The primary concern of many corporate DE&I initiatives is to increase demographic representation and enable employees to bring their whole selves to work. These are important starting points. Taking the time to understand workforce demographics—and then identify and fill any potential gaps—is particularly important. But organizations have an incredible ability to increase DE&I in even more meaningful ways—and doing so doesn’t have to be expensive or complicated.


Benefits Programs: The Gateway to an Effective DE&I Strategy


Employee benefits touch all aspects of employees’ lives, both at work and at home. Benefits are a core component of employees’ overall compensation and can be an effective tool in competing for top talent. Employers in the U.S. invest billions of dollars in these programs each year. However, benefits programs are typically difficult for employees to understand, and program designs have not meaningfully evolved in recent memory. Most benefits programs are designed to meet the needs of a head of household in a four-member nuclear family in which one spouse works and the other stays home.

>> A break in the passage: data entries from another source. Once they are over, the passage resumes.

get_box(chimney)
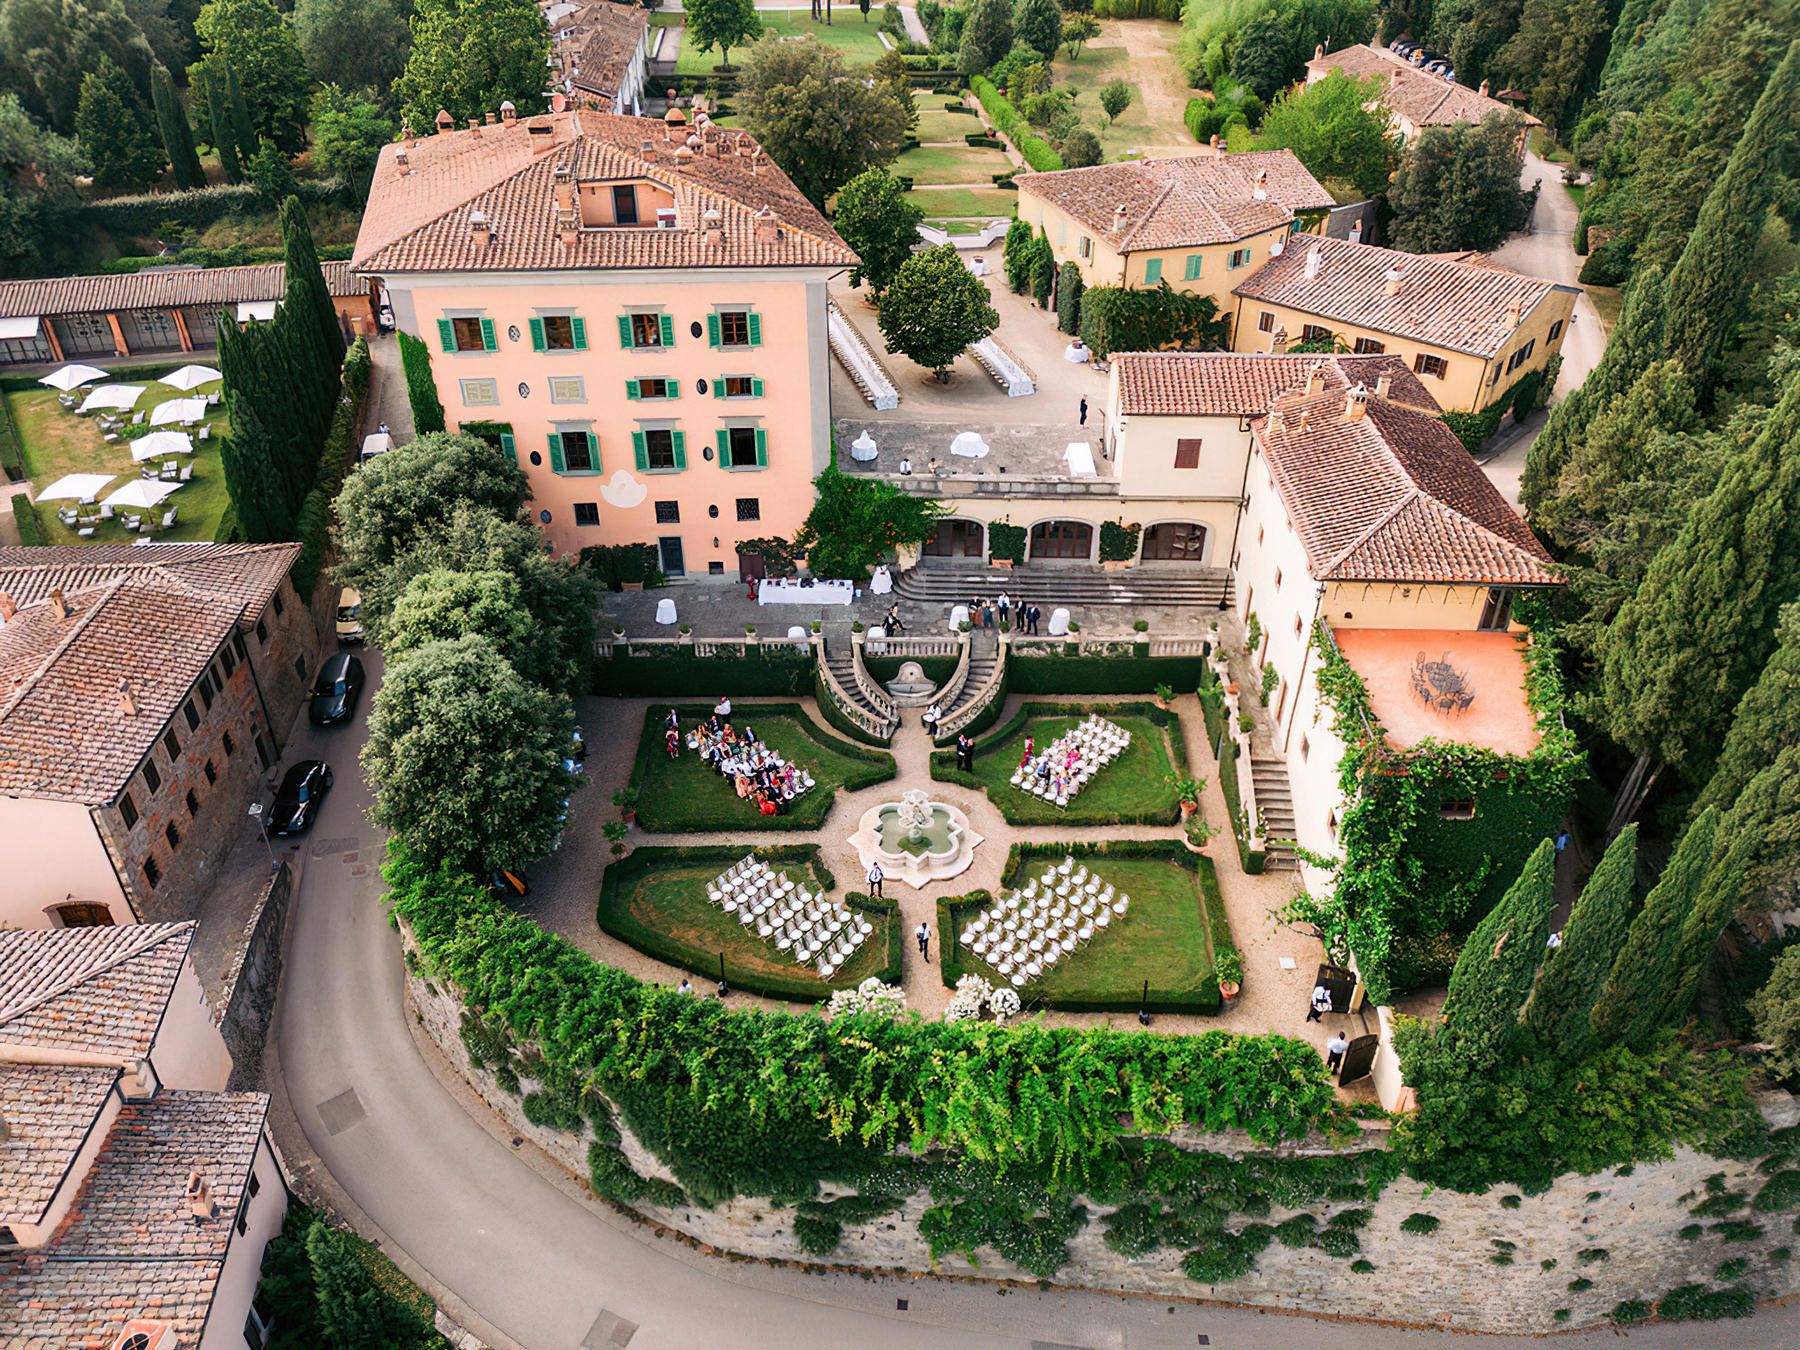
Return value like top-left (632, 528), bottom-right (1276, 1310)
top-left (401, 123), bottom-right (415, 148)
top-left (1375, 372), bottom-right (1393, 399)
top-left (641, 138), bottom-right (657, 162)
top-left (0, 591), bottom-right (14, 623)
top-left (186, 1171), bottom-right (215, 1223)
top-left (470, 209), bottom-right (491, 247)
top-left (467, 118), bottom-right (480, 134)
top-left (1269, 406), bottom-right (1286, 434)
top-left (49, 586), bottom-right (69, 618)
top-left (1113, 204), bottom-right (1128, 231)
top-left (1304, 247), bottom-right (1322, 281)
top-left (119, 678), bottom-right (139, 717)
top-left (527, 117), bottom-right (558, 153)
top-left (435, 108), bottom-right (454, 135)
top-left (750, 146), bottom-right (763, 176)
top-left (1479, 79), bottom-right (1491, 97)
top-left (1345, 382), bottom-right (1370, 422)
top-left (1305, 361), bottom-right (1326, 396)
top-left (1506, 298), bottom-right (1523, 328)
top-left (703, 207), bottom-right (724, 247)
top-left (553, 166), bottom-right (574, 214)
top-left (1314, 43), bottom-right (1325, 61)
top-left (1253, 168), bottom-right (1268, 201)
top-left (394, 145), bottom-right (411, 177)
top-left (1383, 265), bottom-right (1403, 297)
top-left (673, 143), bottom-right (693, 168)
top-left (754, 206), bottom-right (780, 244)
top-left (485, 112), bottom-right (496, 125)
top-left (500, 100), bottom-right (518, 126)
top-left (1348, 216), bottom-right (1364, 244)
top-left (1269, 324), bottom-right (1288, 354)
top-left (558, 210), bottom-right (579, 249)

We know that employees’ lives are more complicated than this and that traditional work and home roles have changed both significantly and rapidly in the last two decades. For example, women have made large gains in terms of overall representation in the workforce; they are increasingly delaying childbirth and/or are having fewer children; and they are more likely than men to have student loan debt and to have more of it. Different employee demographics—including women, people of color, and members of the LGBTQ+ community—have unique circumstances that affect their approach to using health and financial benefits. Understanding these differences, and the unique challenges employee cohorts face, can influence how employers design and communicate their programs.


Nelu’s Approach


Our consultants are both benefits and DE&I experts. Nelu is unique in its ability to meaningfully enhance program designs and outcomes through DE&I. Our team understands the challenges that many employees face and how to increase healthy behaviors while decreasing employers’ costs. Nelu's Partners formerly led retirement strategy and compliance at Boeing, where they implemented large-scale, first-of-their kind benefits solutions rooted in DE&I.


Nelu is women-and-minority-owned; by partnering with us, you not only improve your company's benefits and DE&I efforts, you also improve your supplier diversity.


We are not a traditional DE&I consulting firm. Unlike typical corporate diversity consultants that deliver unconscious bias and other trainings, Nelu focuses on making systemic enhancements that improve DE&I at-scale. We partner with employers to deliver and communicate affordable and effective employee benefits for today's diverse workforce.